In a statement, Bond University insisted that the decision to remove Dr Jenkins from its adjunct-staff list was a result of his health problems and had been taken before the newspaper article was published, but an "administrative oversight" meant that he had not been informed immediately.

"Assertions that Dr Jenkins has been reprimanded or dismissed are without foundation. We don't object to individuals having personal views about ... topics of debate in the media," it said.

Dr Jenkins, who stated in a letter to The Australian that the article was "perhaps too strongly worded and for this I apologise", could not be contacted.

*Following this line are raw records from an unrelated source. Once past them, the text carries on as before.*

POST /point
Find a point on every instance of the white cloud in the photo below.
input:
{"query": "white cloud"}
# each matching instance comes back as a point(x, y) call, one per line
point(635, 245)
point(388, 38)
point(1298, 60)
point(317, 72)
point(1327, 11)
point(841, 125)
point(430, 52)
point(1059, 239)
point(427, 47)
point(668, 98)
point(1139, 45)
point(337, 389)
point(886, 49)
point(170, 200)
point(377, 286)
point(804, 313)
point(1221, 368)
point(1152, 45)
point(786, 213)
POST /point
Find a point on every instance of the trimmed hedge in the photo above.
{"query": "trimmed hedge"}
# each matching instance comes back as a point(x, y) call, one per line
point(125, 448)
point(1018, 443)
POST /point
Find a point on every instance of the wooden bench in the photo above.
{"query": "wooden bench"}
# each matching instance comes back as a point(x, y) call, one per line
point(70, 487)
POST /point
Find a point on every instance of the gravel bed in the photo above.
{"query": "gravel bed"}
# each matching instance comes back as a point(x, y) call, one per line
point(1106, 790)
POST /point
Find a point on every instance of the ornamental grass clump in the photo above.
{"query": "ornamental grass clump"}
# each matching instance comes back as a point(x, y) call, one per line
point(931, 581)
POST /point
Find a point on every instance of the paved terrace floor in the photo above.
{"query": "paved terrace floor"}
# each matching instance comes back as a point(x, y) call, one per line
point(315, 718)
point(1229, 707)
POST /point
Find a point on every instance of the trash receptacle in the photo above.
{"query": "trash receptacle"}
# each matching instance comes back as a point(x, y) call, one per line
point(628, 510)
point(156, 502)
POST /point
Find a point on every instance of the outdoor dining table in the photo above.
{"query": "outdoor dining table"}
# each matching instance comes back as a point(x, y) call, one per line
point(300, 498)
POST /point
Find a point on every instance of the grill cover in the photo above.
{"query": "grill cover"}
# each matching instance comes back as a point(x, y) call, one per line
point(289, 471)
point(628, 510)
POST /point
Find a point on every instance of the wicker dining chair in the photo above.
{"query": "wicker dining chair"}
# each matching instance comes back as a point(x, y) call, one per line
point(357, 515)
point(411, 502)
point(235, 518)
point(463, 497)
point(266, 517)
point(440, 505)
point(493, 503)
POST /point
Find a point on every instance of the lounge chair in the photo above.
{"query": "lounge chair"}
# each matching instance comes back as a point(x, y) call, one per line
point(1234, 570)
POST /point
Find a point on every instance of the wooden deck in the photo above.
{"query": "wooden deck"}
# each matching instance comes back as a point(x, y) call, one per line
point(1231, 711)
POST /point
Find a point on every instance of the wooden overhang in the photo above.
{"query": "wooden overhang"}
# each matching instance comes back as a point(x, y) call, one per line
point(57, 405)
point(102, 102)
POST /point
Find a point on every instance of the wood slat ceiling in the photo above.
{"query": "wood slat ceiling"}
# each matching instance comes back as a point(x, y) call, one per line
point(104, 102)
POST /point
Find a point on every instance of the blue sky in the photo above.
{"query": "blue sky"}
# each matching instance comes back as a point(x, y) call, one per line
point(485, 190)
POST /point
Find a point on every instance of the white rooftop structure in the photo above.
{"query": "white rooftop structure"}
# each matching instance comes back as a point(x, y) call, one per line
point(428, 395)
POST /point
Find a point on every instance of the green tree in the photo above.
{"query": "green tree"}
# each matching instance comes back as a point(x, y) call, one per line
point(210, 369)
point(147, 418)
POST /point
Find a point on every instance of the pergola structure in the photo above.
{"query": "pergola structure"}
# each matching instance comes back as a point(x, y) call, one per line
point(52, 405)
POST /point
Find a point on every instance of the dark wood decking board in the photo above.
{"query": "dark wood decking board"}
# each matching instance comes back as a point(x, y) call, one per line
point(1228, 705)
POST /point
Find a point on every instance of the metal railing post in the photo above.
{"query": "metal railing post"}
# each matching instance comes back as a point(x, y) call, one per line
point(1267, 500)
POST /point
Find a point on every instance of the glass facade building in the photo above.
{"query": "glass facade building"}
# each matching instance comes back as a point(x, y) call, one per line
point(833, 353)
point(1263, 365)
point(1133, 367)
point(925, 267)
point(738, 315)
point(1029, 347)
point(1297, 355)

However, Dr Marohasy said on her blog: "An administrative oversight resulted in Dr Jenkins not being informed of his change in status until after he published the opinion piece ... Perhaps if (it) had been more politically correct, his name could have just been added back on to the list?"

Other commentators in Australia have been less willing to conclude that Dr Jenkins is the victim of a climate-change conspiracy.

On a rival science blog, entitled Deltoid, Tim Lambert, a computer scientist at the University of New South Wales, said Dr Marohasy was presenting Dr Jenkins as "a martyr for the denialist cause".

Another contributor said: "I am still puzzled as to why the man thinks he has the expertise to contradict so many of the world's best climatologists and mathematicians."